N.T.Wrightについて

 N.T. WrightのHow God Became Kingの読書会がまもなく始まろうとしているので、NTWをこれまで読み、聞いてきたものとして、彼の特徴をいくつか挙げておきたい。
 まず、彼はイギリスの福音派出身であるという点。「4つの法則」なんかも良く知っている世代である。ところが、そうでありながらも、新約聖書学者として福音派の枠組みを越えた人たちとの議論の中に自らを置いている。それゆえ、北米の保守的な福音派の聖書理解で取り組むのではなく、もっと自由な枠組みで聖書に取り組んでいる。たとえば、ダニエル書のダニエル著作性などは語らず、ダニエル書をマカベアの反乱の文脈で理解している。ある意味、イギリスの福音派であり、聖書の理解においては、北米の保守的な福音派よりは自由である。つまり、福音派出身ではあるが、福音派固執していない。
 次に、彼は歴史学者であると自認している点。しかし、古い意味での歴史学者ではなく、「世界観」や「物語」という枠組みでイエスパウロ福音書などを歴史的に理解しようとしている。それゆえに、当時の歴史的、文化的、社会的背景を重んじている(だから、第二神殿期のユダヤ教理解についての研究が彼にとっては重要であるし、旧約聖書との連続性は彼の新約理解に欠くことができない)。しかし、ただある出来事が「起こった、起こらなかった」という枠組みではなく(もちろん、復活の史実性などは重要だが)、当時の人々の世界観でどのように受けとめたかを考えている。それゆえに、旧約聖書を当時の人々がどのように理解したかを最大限に受けとめるし、その逆に現代の枠組みで新約聖書を読む人たちに対しては批判的である。Richard Haysと彼の対話を見ると、NTWがどれだけ「歴史学者」であるかがわかる。
 三つ目に、彼はポスト・モダニズム批評の精神に立って、これまでの聖書解釈がいかに啓蒙主義後の影響を受けていたかを指摘している点。従って、モダニズムに対しては、意識的に批判的である。それが、彼の福音派そのものへの批判にも現れているし、いわゆるリベラルな人々への批判にも現れている。そして、ポスト・モダニズム批評の精神に則っているからこそ、聖書のグランドナラティヴを重んじる方向を受け入れることが可能であろう。
 四つ目に、英国国教会の指導的な立場にあった点。保守派とリベラルの相克する現実との対話や社会的な問題に対する関与、さらにはイギリスの貴族院議員を務めていたゆえに政治的な発言もしてきている。しかし、うわさでは、bishopの仕事より、学問ばかりしていて顰蹙をかっていたそうだが。

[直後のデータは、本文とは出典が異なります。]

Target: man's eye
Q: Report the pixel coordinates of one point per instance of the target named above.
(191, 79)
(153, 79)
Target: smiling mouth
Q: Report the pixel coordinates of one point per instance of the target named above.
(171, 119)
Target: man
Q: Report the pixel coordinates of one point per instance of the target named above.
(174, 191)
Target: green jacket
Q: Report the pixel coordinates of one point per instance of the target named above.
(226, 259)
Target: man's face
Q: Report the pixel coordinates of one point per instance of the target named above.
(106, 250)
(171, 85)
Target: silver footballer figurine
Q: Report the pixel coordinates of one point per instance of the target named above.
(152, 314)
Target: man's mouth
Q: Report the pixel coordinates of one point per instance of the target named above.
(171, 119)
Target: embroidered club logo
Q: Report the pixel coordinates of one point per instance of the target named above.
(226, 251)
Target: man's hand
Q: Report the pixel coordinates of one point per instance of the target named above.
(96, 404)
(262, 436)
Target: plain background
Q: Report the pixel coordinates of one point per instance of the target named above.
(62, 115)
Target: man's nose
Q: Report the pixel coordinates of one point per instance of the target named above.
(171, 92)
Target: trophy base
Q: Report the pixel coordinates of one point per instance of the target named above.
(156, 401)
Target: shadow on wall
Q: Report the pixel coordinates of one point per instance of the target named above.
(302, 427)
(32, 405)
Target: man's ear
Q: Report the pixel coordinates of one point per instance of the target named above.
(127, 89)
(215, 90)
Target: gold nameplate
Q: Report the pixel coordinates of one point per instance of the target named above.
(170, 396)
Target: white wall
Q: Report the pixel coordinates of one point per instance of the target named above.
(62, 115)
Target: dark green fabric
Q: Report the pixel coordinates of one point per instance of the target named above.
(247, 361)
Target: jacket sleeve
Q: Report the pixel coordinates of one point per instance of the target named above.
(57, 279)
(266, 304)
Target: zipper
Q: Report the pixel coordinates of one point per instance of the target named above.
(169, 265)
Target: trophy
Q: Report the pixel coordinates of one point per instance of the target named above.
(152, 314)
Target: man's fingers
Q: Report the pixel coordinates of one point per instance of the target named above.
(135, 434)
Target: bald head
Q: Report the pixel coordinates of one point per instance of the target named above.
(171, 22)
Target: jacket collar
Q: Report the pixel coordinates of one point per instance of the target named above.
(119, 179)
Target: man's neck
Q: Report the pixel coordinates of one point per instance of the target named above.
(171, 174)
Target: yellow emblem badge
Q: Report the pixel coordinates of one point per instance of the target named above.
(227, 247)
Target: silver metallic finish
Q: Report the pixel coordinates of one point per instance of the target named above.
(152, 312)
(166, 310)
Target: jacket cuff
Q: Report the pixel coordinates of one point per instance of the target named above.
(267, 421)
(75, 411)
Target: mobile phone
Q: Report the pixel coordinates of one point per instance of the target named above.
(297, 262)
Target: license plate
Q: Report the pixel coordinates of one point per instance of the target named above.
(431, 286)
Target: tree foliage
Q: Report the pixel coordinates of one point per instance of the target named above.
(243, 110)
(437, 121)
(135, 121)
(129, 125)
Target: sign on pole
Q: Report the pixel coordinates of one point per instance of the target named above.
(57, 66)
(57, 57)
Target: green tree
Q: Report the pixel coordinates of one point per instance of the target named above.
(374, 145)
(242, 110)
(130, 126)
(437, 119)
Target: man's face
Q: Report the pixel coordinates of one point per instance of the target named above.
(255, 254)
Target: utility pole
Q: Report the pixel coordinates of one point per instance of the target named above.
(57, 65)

 最後に、彼はたいそう沢山の本を書いている点。それも、学者レベルのものから、信徒レベル、はてはキリスト者でない人でも読めるレベルの本を書いている点。そして、本を書いているからこそ、メディアの世界(テレビ、ラジオ)や学会(聖書学などなど)にもよく出ている。
 これらのすべてを持ち合わせているのがNTWであり、彼のある意味での新しさは、彼がこれらすべてを同時に持ち合わせた人である点だと思う。もちろん、学者としての間違い、もあるのは事実。そのあたりは心すべきだと思う。